Many of the principles of Agile focus on the idea of breaking work into smaller chunks and working on them in a self-organizing team with daily collaboration.

“With all the projects my team and I are faced with this year, we found the Agile approach to managing these projects extremely helpful for efficient planning and tracking our progress along the way,” said George McCarthy (Security & Safety Director) after his team’s recent Agile session.

That’s right! … we are well on our way towards our Agile Enterprise vision.  To date, we have trained about 80% of our knowledge workers (our manufacturing workers apply Lean to produce our famous Blue Envelope).  We have trained Marketing, Finance, Security, Franchise Sales, Infrastructure, BI, Digital Business Development, and more.  In fact, we refreshed training for the software development teams that have been Agile for over 2 years now by including them as resident experts with the other business areas trained.  Oh, and by “we”, I mean Tami Orr, our super awesome Employee Development Process Lead.  This wouldn’t be possible without her.  She self-taught Agile, Scrum, and Kanban and put together a fun and effective training program, not to mention the hours she stands in front of our folks to deliver the training.

I’m sure some of you are wondering about the training program we, I mean Tami, developed for our Agile Enterprise efforts.  While I can’t publish the deck, I can provide an outline of what was covered:

  • What is Agile?
  • The benefits of Agile
  • The Agile Manifesto
    • Brief history
    • The 4 Agile values
    • A deep dive into the 12 Agile principles (some with fun videos and activities to demonstrate)
  • Some Tools & Techniques of Agile
    • Scrum Overview
    • Kanban Overview
    • Kanban activity using a party planning scenario (something we can all identify with)
    • Kanban activity using a project specific to the department being trained
  • Agile in life (not just about work anymore)
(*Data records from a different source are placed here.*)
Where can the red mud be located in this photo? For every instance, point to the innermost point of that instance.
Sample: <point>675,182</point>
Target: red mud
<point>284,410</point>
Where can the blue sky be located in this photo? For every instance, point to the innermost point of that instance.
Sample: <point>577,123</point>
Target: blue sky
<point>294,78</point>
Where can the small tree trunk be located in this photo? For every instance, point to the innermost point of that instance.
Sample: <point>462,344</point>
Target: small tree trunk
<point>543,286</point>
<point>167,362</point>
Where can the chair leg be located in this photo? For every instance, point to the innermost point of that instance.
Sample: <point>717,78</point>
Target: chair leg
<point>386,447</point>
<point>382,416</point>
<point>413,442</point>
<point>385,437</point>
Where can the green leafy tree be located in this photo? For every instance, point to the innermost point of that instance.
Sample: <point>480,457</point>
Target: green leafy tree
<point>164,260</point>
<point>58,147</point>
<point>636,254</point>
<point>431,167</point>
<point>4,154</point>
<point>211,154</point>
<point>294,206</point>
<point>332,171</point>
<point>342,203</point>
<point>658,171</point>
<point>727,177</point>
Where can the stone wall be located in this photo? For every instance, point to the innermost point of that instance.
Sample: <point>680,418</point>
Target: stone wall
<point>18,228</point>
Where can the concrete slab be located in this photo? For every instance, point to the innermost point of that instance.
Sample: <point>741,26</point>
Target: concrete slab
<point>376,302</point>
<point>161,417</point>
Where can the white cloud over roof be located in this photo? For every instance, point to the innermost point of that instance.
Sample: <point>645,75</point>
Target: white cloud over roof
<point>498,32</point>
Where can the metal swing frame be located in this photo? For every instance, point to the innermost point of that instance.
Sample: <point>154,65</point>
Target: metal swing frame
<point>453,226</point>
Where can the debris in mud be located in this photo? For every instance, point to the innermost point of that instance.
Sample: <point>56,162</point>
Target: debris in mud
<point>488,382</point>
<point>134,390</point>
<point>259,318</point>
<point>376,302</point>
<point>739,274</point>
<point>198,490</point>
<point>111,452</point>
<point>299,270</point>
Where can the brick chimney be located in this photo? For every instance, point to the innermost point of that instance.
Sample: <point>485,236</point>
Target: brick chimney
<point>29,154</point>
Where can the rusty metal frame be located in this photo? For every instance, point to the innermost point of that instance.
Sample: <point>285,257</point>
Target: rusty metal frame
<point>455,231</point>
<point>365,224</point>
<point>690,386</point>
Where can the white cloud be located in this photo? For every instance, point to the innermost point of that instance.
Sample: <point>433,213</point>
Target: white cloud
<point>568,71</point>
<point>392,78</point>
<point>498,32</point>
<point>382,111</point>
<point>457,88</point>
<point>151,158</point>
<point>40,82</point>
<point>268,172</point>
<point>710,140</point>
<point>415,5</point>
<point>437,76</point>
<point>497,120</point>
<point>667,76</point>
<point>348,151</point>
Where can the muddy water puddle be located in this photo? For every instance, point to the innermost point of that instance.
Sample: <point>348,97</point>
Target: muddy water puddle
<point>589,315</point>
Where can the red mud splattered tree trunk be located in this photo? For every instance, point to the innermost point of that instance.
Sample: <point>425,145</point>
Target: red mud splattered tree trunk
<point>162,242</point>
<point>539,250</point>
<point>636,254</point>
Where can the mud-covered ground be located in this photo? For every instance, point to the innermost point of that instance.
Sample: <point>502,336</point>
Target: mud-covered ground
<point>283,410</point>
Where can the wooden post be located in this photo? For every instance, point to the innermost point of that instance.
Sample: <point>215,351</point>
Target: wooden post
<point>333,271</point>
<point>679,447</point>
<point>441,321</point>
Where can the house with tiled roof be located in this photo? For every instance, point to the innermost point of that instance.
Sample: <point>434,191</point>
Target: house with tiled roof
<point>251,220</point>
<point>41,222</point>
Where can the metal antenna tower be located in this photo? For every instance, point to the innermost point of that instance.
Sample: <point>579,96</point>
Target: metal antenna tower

“But wait, there’s more!”… Agile is not some “Set it, and forget it!” rotisserie.  This is a never-ending journey.  The Agile Enterprise is a major culture shift for any organization that must be nurtured each and every day, across all departments, and at all levels of the organization.  For us, change is in bloom!  Agile has become so much bigger than ME and I love it!  Business teams are adopting stand-ups over lengthy status meetings.  Rogue Kanbans are popping up left and right for everything from projects to be lead, department workflow to be managed, or even events to be coordinated.  In fact, we had a retirement party just yesterday for a 20 year employee whose wife (who also happens to work for the company) made him a Vision Board and a Kanban board (yes, that’s right … a Kanban Board) so that he could better “manage” his retirement.  Even better, we are having open discussions and healthy debate on topics like value, sustainable pace, empowerment, and simplicity.  I love this new Valpak!